For many millennia, we humans have considered ourselves superior, primarily due to our large brains and our ability to reason. However, we might not be as smart as we think. Researchers from Australia point out that there are different kinds of geniuses out there, some even better than us.
Dolphins can communicate via echolation, while hyenas use smell-based networking sites. Even the marmoset monkeys have figured out how to have a polite conversation, something many humans still find hard to follow.
Dr Arthur Saniotis, Visiting Research Fellow with the University's School of Medical Sciences says that the concept of "ad nauseam", which means humans are exceptional by virtue and are "the most intelligent species on Earth" might not be true and that animals are intelligent in their own unique ways.
The idea that humans are exceptional probably emerged about 10,000 years back when humans decided to take up farming. The feeling of superiority went up a notch with the arrival of organized religion, which niftily put humans (especially man) at the center of Life and Universe.
"The belief of human cognitive superiority became entrenched in human philosophy and sciences. Even Aristotle, probably the most influential of all thinkers, argued that humans were superior to other animals due to our exclusive ability to reason," Dr Saniotis added in a news release
According to Professor Maciej Henneberg, a professor of anthropological and comparative anatomy from the School of Medical Sciences, humans have misunderstood animal intelligence.

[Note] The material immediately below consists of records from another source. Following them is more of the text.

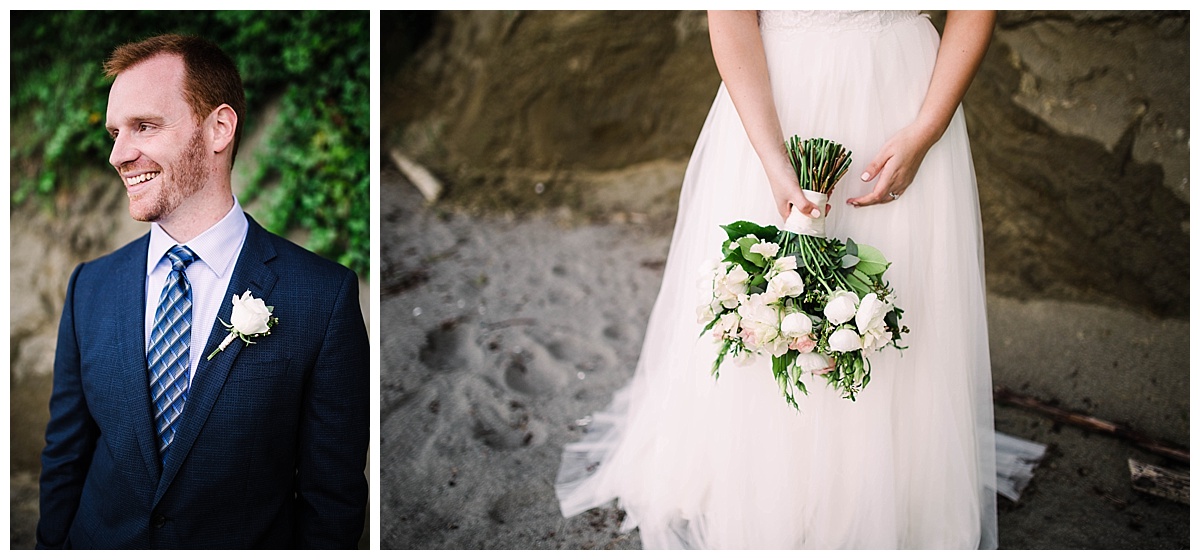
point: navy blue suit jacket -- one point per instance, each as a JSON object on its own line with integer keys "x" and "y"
{"x": 271, "y": 446}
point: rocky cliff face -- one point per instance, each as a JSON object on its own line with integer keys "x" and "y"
{"x": 1079, "y": 125}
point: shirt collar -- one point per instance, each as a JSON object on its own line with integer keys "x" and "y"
{"x": 217, "y": 247}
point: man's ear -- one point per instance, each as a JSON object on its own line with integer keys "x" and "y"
{"x": 222, "y": 127}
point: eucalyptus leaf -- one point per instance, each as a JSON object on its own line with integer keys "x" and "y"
{"x": 871, "y": 260}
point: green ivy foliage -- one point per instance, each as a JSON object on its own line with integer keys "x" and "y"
{"x": 312, "y": 173}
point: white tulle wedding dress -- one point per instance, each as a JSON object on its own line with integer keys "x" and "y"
{"x": 703, "y": 463}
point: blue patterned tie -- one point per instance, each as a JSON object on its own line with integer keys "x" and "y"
{"x": 169, "y": 338}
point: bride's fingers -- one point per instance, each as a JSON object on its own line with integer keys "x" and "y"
{"x": 880, "y": 194}
{"x": 805, "y": 206}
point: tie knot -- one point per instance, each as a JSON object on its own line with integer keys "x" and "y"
{"x": 180, "y": 257}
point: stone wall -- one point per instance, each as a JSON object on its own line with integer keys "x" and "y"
{"x": 1079, "y": 126}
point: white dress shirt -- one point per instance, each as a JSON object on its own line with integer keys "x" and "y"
{"x": 216, "y": 251}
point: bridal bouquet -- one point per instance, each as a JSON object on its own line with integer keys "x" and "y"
{"x": 815, "y": 305}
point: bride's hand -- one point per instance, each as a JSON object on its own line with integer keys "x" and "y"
{"x": 787, "y": 193}
{"x": 895, "y": 166}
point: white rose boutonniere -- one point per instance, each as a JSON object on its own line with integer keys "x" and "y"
{"x": 250, "y": 318}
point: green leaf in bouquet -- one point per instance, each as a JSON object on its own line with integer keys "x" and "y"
{"x": 857, "y": 284}
{"x": 851, "y": 247}
{"x": 870, "y": 260}
{"x": 741, "y": 229}
{"x": 757, "y": 259}
{"x": 720, "y": 359}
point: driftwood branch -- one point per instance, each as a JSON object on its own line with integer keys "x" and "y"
{"x": 1168, "y": 483}
{"x": 1153, "y": 445}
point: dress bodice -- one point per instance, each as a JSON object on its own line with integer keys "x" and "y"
{"x": 829, "y": 19}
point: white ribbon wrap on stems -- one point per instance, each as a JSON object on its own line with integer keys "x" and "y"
{"x": 799, "y": 223}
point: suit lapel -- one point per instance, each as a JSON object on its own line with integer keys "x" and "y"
{"x": 132, "y": 287}
{"x": 251, "y": 272}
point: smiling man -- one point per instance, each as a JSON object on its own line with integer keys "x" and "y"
{"x": 210, "y": 378}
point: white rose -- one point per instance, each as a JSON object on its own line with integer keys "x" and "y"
{"x": 785, "y": 263}
{"x": 785, "y": 284}
{"x": 737, "y": 275}
{"x": 765, "y": 248}
{"x": 726, "y": 326}
{"x": 730, "y": 284}
{"x": 841, "y": 307}
{"x": 760, "y": 323}
{"x": 796, "y": 325}
{"x": 845, "y": 339}
{"x": 869, "y": 321}
{"x": 250, "y": 314}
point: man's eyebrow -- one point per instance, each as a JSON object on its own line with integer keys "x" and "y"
{"x": 138, "y": 119}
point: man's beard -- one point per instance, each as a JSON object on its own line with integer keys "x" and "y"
{"x": 186, "y": 178}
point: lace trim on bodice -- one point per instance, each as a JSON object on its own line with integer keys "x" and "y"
{"x": 832, "y": 20}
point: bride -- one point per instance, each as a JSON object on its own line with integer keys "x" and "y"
{"x": 703, "y": 463}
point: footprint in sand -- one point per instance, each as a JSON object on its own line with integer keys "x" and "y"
{"x": 531, "y": 368}
{"x": 507, "y": 427}
{"x": 451, "y": 345}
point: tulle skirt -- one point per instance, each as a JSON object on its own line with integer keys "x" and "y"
{"x": 703, "y": 463}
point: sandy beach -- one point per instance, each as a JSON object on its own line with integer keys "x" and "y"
{"x": 501, "y": 335}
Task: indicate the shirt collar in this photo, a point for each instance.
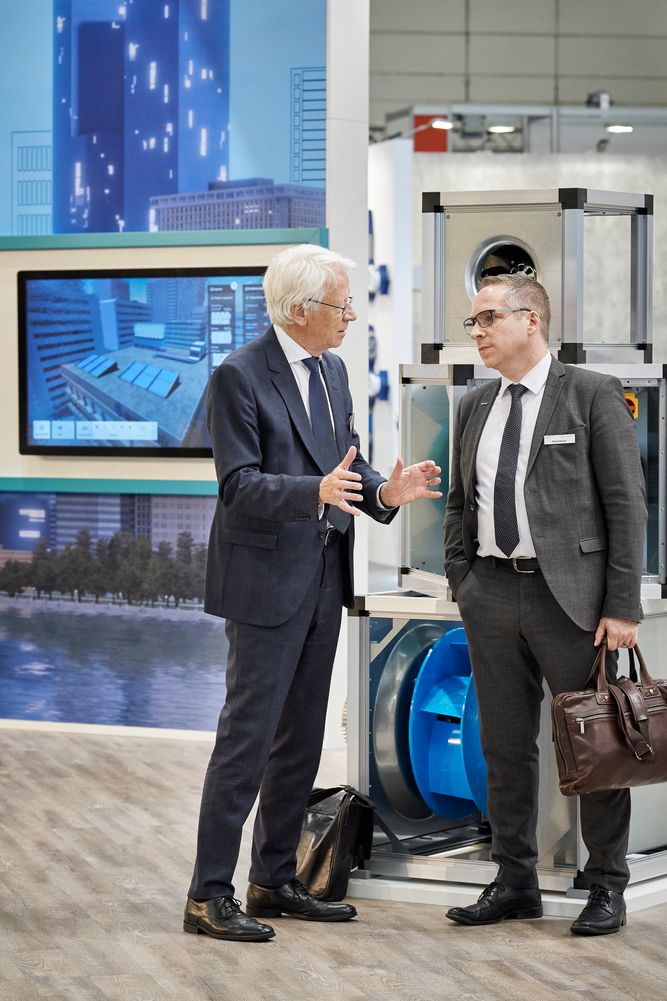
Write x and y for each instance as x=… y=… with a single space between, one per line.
x=533 y=379
x=292 y=351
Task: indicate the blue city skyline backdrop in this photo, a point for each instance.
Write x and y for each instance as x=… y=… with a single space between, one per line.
x=266 y=43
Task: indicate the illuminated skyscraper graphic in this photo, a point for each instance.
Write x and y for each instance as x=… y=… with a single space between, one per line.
x=308 y=125
x=141 y=106
x=88 y=69
x=31 y=183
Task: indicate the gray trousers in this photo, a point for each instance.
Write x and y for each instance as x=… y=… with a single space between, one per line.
x=268 y=738
x=518 y=635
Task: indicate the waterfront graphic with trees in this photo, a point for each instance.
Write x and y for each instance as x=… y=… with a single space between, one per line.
x=120 y=569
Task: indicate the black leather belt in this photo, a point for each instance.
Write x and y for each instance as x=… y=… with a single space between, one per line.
x=514 y=566
x=329 y=536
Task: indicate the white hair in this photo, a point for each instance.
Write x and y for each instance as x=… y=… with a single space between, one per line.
x=298 y=275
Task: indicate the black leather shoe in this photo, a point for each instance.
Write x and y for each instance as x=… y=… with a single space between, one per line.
x=499 y=903
x=222 y=918
x=293 y=899
x=604 y=913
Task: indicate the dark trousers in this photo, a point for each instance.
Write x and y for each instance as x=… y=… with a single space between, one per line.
x=269 y=738
x=518 y=635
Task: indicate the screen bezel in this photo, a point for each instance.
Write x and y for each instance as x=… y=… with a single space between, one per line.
x=111 y=450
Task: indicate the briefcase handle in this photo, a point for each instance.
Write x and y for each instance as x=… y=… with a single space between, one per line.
x=599 y=668
x=625 y=694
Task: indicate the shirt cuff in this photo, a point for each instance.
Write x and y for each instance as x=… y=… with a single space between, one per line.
x=383 y=507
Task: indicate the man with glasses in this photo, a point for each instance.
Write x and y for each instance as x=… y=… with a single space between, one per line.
x=291 y=480
x=544 y=538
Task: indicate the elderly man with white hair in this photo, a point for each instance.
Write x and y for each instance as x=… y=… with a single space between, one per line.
x=291 y=480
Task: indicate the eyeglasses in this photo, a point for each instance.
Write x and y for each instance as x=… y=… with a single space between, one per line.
x=342 y=309
x=487 y=316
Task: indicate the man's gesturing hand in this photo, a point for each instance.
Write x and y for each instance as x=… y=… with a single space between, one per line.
x=411 y=482
x=341 y=484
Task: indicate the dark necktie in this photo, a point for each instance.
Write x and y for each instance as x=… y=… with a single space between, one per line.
x=322 y=430
x=505 y=505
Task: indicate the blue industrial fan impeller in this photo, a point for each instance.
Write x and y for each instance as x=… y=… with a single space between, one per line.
x=444 y=731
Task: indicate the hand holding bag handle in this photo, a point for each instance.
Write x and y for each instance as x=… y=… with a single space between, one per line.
x=627 y=695
x=612 y=734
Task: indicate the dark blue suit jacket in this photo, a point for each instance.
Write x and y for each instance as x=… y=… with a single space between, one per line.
x=265 y=541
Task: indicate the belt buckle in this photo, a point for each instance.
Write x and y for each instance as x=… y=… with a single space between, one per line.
x=514 y=564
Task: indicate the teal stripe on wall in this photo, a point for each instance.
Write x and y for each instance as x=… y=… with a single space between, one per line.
x=48 y=484
x=205 y=237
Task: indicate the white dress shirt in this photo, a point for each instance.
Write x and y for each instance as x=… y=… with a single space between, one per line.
x=294 y=354
x=488 y=454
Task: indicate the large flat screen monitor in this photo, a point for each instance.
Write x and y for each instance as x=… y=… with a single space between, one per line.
x=117 y=361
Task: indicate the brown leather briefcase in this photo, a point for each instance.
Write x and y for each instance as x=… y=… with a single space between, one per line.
x=613 y=734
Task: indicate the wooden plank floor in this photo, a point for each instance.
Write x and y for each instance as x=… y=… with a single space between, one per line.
x=96 y=841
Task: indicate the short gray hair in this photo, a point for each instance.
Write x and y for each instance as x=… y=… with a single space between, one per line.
x=299 y=274
x=522 y=290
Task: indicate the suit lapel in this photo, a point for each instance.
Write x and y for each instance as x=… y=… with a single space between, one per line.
x=337 y=399
x=475 y=426
x=284 y=382
x=552 y=390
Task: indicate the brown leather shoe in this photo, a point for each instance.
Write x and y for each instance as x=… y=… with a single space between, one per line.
x=294 y=900
x=222 y=918
x=499 y=903
x=604 y=913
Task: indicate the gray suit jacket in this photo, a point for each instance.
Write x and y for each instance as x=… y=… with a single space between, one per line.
x=265 y=543
x=586 y=502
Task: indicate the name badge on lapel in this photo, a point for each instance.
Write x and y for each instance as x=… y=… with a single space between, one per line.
x=559 y=439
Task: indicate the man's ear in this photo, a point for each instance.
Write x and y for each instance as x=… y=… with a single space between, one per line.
x=534 y=322
x=298 y=315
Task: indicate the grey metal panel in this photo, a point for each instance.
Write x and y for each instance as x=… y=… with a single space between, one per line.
x=641 y=308
x=572 y=301
x=536 y=196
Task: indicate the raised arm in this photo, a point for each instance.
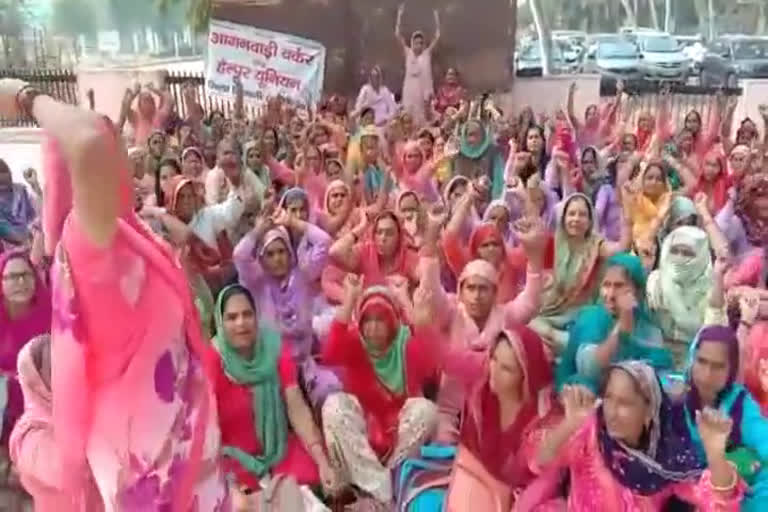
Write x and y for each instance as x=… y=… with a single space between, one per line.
x=608 y=248
x=239 y=109
x=166 y=101
x=319 y=242
x=91 y=152
x=570 y=107
x=717 y=239
x=244 y=257
x=527 y=304
x=345 y=251
x=436 y=39
x=126 y=111
x=398 y=25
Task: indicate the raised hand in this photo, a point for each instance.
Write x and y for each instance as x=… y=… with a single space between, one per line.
x=579 y=402
x=626 y=303
x=701 y=202
x=532 y=235
x=722 y=265
x=517 y=187
x=436 y=217
x=281 y=217
x=353 y=288
x=749 y=305
x=714 y=428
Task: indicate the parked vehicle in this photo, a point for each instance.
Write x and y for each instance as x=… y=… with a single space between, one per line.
x=573 y=41
x=632 y=33
x=528 y=60
x=572 y=36
x=731 y=57
x=662 y=57
x=614 y=58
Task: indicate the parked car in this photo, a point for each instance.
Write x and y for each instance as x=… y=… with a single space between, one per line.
x=614 y=58
x=662 y=58
x=632 y=33
x=528 y=60
x=573 y=40
x=731 y=57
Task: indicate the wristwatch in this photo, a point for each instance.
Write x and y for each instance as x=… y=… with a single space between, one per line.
x=25 y=98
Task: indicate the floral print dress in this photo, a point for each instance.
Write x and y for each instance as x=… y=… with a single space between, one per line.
x=125 y=364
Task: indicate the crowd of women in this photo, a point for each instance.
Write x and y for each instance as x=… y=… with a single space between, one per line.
x=416 y=307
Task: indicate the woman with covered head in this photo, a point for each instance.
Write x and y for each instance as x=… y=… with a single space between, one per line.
x=450 y=93
x=416 y=172
x=648 y=198
x=479 y=157
x=594 y=128
x=712 y=384
x=382 y=251
x=512 y=406
x=148 y=115
x=230 y=177
x=32 y=443
x=131 y=397
x=267 y=427
x=636 y=450
x=381 y=417
x=472 y=318
x=16 y=209
x=208 y=241
x=376 y=96
x=686 y=290
x=25 y=312
x=744 y=220
x=618 y=328
x=597 y=184
x=418 y=87
x=579 y=254
x=283 y=284
x=485 y=242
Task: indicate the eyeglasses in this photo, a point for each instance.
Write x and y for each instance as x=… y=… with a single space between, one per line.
x=18 y=276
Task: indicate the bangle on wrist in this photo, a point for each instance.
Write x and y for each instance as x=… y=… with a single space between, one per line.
x=729 y=487
x=25 y=99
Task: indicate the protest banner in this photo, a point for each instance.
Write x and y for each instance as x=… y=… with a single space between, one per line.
x=268 y=63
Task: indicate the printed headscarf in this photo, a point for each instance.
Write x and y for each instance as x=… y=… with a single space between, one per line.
x=668 y=455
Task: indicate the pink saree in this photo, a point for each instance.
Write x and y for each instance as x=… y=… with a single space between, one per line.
x=132 y=398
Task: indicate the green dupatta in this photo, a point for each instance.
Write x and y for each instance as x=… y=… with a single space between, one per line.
x=260 y=374
x=594 y=323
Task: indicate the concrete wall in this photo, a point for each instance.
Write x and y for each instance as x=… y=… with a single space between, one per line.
x=755 y=93
x=109 y=86
x=546 y=94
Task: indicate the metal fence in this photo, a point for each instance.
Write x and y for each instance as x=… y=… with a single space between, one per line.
x=57 y=83
x=178 y=80
x=642 y=95
x=645 y=96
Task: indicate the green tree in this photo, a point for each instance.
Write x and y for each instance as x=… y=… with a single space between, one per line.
x=74 y=17
x=198 y=12
x=11 y=30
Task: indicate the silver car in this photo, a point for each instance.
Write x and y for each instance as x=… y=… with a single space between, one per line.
x=662 y=58
x=528 y=61
x=616 y=59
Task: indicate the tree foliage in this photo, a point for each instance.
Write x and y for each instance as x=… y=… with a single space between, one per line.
x=198 y=12
x=74 y=17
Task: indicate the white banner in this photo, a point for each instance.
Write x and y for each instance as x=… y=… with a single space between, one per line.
x=268 y=63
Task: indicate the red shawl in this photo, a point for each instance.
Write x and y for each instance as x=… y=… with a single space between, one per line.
x=481 y=431
x=449 y=96
x=203 y=258
x=717 y=190
x=406 y=257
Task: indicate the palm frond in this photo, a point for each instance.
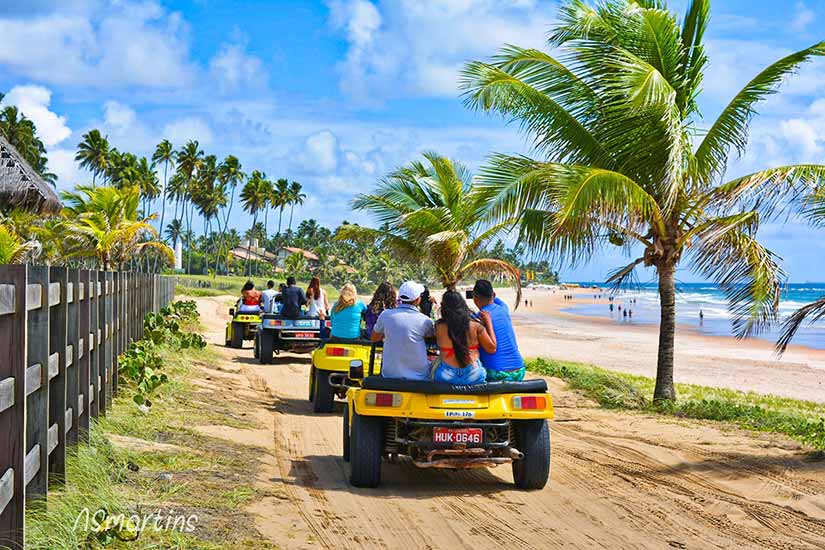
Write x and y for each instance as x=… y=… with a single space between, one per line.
x=748 y=274
x=811 y=313
x=730 y=129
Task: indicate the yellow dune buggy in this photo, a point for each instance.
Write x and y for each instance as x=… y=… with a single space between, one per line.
x=440 y=425
x=242 y=326
x=328 y=376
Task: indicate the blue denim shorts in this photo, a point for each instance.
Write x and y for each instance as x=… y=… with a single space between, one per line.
x=467 y=376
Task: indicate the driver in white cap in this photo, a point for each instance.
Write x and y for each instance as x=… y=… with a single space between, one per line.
x=403 y=330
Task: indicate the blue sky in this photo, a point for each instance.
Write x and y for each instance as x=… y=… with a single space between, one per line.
x=336 y=93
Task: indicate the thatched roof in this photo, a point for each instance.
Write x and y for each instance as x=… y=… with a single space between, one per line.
x=21 y=186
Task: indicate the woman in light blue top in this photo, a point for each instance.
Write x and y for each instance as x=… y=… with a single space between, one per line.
x=346 y=314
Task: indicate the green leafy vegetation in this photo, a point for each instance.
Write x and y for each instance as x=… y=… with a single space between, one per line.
x=801 y=420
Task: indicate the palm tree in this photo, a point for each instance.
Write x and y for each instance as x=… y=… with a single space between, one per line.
x=255 y=195
x=164 y=154
x=104 y=222
x=93 y=154
x=230 y=174
x=295 y=197
x=614 y=125
x=433 y=211
x=280 y=198
x=13 y=249
x=189 y=159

"Animals offer different kinds of intelligences which have been under-rated due to humans' fixation on language and technology. These include social and kinaesthetic intelligence. Some mammals, like gibbons, can produce a large number of varied sounds - over 20 different sounds with clearly different meanings that allow these arboreal primates to communicate across tropical forest canopy. The fact that they do not build houses is irrelevant to the gibbons," Henneberg added.
Alexandra Horowitz and Ammon Shea had earlier said that although researchers conduct studies to understand animal intelligence, we might never be able to really judge how smart they really are because during the tests animals are being compared to us.
In their article, published in 2011, Horowitz and Shea list recent research on the subject and explain how animals have mastered the environment around them. Horowitz is the author of "Inside of a Dog: What Dogs See, Smell and Know," and Shea is the author of "The Phone Book: The Curious History of the Book That Everyone Uses But No One Reads."
For all we know, Douglas Adams might have been right all along; mice could be the smartest creatures and probably conducting experiments on us.